From: Richard Biener <rguenther@suse.de>
Date: Wed, 27 Apr 2022 12:06:12 +0000 (+0200)
Subject: tree-optimization/105219 - bogus max iters for vectorized epilogue
X-Git-Tag: basepoints/gcc-13~16
X-Git-Url: http://git.ipfire.org/cgi-bin/gitweb.cgi?a=commitdiff_plain;h=f27848a5dc4d3b16cd4112bddcb59e0916eba623;p=thirdparty%2Fgcc.git

tree-optimization/105219 - bogus max iters for vectorized epilogue

The following makes sure to take into account prologue peeling
when trying to narrow down the maximum number of iterations
computed for the vectorized epilogue.  A similar issue exists when
peeling for gaps.

2022-04-27  Richard Biener  <rguenther@suse.de>

	PR tree-optimization/105219
	* tree-vect-loop.cc (vect_transform_loop): Disable
	special code narrowing the vectorized epilogue max
	iterations when peeling for alignment or gaps was in effect.

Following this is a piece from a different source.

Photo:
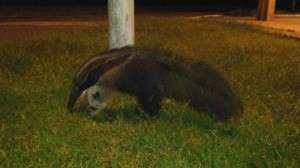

	* gcc.dg/vect/pr105219.c: New testcase.
---

diff --git a/gcc/testsuite/gcc.dg/vect/pr105219.c b/gcc/testsuite/gcc.dg/vect/pr105219.c
new file mode 100644
index 000000000000..0cb7ae2f4d6d
--- /dev/null
+++ b/gcc/testsuite/gcc.dg/vect/pr105219.c
@@ -0,0 +1,29 @@
+/* { dg-do run } */
+/* { dg-additional-options "-O3" } */
+/* { dg-additional-options "-mtune=intel" { target x86_64-*-* i?86-*-* } } */
+
+#include "tree-vect.h"
+
+int data[128];
+
+void __attribute((noipa))
+foo (int *data, int n)
+{
+  for (int i = 0; i < n; ++i)
+    data[i] = i;
+}
+
+int main()
+{
+  check_vect ();
+  for (int start = 0; start < 16; ++start)
+    for (int n = 1; n < 3*16; ++n)
+      {
+        __builtin_memset (data, 0, sizeof (data));
+        foo (&data[start], n);
+        for (int j = 0; j < n; ++j)
+          if (data[start + j] != j)
+            __builtin_abort ();
+      }
+  return 0;
+}
diff --git a/gcc/tree-vect-loop.cc b/gcc/tree-vect-loop.cc
index d7bc34636bd5..f53a634a390c 100644
--- a/gcc/tree-vect-loop.cc
+++ b/gcc/tree-vect-loop.cc
@@ -9977,7 +9977,11 @@ vect_transform_loop (loop_vec_info loop_vinfo, gimple *loop_vectorized_call)
 			    lowest_vf) - 1
 	   : wi::udiv_floor (loop->nb_iterations_upper_bound + bias_for_lowest,
 			     lowest_vf) - 1);
-      if (main_vinfo)
+      if (main_vinfo
+	  /* Both peeling for alignment and peeling for gaps can end up
+	     with the scalar epilogue running for more than VF-1 iterations.  */
+	  && !main_vinfo->peeling_for_alignment
+	  && !main_vinfo->peeling_for_gaps)
 	{
 	  unsigned int bound;
 	  poly_uint64 main_iters